Book Review: The Astonishing Maybe by Shaunta Grimes

Gideon has just moved from New Jersey to Nevada at the beginning of summer. Since school is out and he's not even allowed to cross the street on his bike, his only friend option is his next-door-neighbor, Roona. She's nice but a bit odd--wearing a baby blanket tied around her neck as a cape and rainbow-colored knee socks even though it's stiflingly hot. Very soon, Gideon and we readers realize Roona's got bigger problems and Gideon and Roona might be in over their heads in trying to solve them.

Overall, this is a wonderful, albeit somewhat difficult novel, perfect for kids who like realistic and heartbreaking stories. There's an element of magical realism in the book that doesn't really go anywhere--Roona's mother bakes for the whole town and when she's upset, her feelings go into her baked goods--and it's primed to be a major plot point at the climax, but that is literally dashed to pieces and isn't mentioned again. But this is a minor quibble.
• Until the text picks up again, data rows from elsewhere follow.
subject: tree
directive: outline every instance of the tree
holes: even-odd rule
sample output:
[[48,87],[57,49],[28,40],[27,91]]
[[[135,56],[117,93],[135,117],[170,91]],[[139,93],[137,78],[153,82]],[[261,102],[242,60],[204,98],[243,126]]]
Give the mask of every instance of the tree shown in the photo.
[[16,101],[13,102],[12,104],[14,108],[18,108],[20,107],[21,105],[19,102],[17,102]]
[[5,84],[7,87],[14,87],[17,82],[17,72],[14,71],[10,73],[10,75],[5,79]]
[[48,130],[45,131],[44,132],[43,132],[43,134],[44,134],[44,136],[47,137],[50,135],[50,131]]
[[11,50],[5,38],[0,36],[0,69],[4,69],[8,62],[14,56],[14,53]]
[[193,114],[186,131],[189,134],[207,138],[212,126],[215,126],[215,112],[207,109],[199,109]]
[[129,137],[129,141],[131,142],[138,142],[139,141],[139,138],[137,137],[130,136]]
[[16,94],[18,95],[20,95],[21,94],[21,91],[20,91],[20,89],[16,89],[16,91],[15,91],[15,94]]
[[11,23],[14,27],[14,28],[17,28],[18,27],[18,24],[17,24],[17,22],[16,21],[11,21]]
It's very realistic in the best ways. In other middle grade books I've read recently, even ones that are ostensibly realistic, I knew everything was going to work out. Everything would slot into place and at the end (or close enough to the end that you could see it), everyone would be happy. This book isn't like that. Readers have a serious worry that things won't work out. And a couple of really, really not-good things do happen. And in the end, even though there's a satisfactory resolution, and you know things will in the very long run probably be okay, nothing is tied up neatly in a bow, and several people are not happy or have a strong chance of being not happy. Sorry for all the vague-ness but I don't want to give away spoilers.

As with a lot of great middle grade books dealing with difficult subjects, the main character, Gideon, is a step removed, giving us perspective and safety in the reading. In the meantime, through his worrying over Roona, he understands his mother better and her worrying over things like him biking across the street. While the book isn't perfect--the little sister doesn't have much purpose and the cover is too cheerful--its heart is enormous and its issues are important and its insights are powerful. It might cause some of the most sensitive kids anxiety, but it's also easy to argue that since you can't protect them from bad things forever, this is great exposure in a safe, discussable way to some problems they or their friends might face down the road, and it's very important for kids to be prepared emotionally and intellectually, to deal with the inevitable bad stuff. I sometimes wish I could have a magic cape when I'm feeling overwhelmed. I hope Roona gets the support she and her mother desperately need.

This review is a part of Kid Konnection, hosted by Booking Mama, a collection of children's book-related posts over the weekend.

This book is published by Feiwel & Friends, a division of Macmillan, my employer.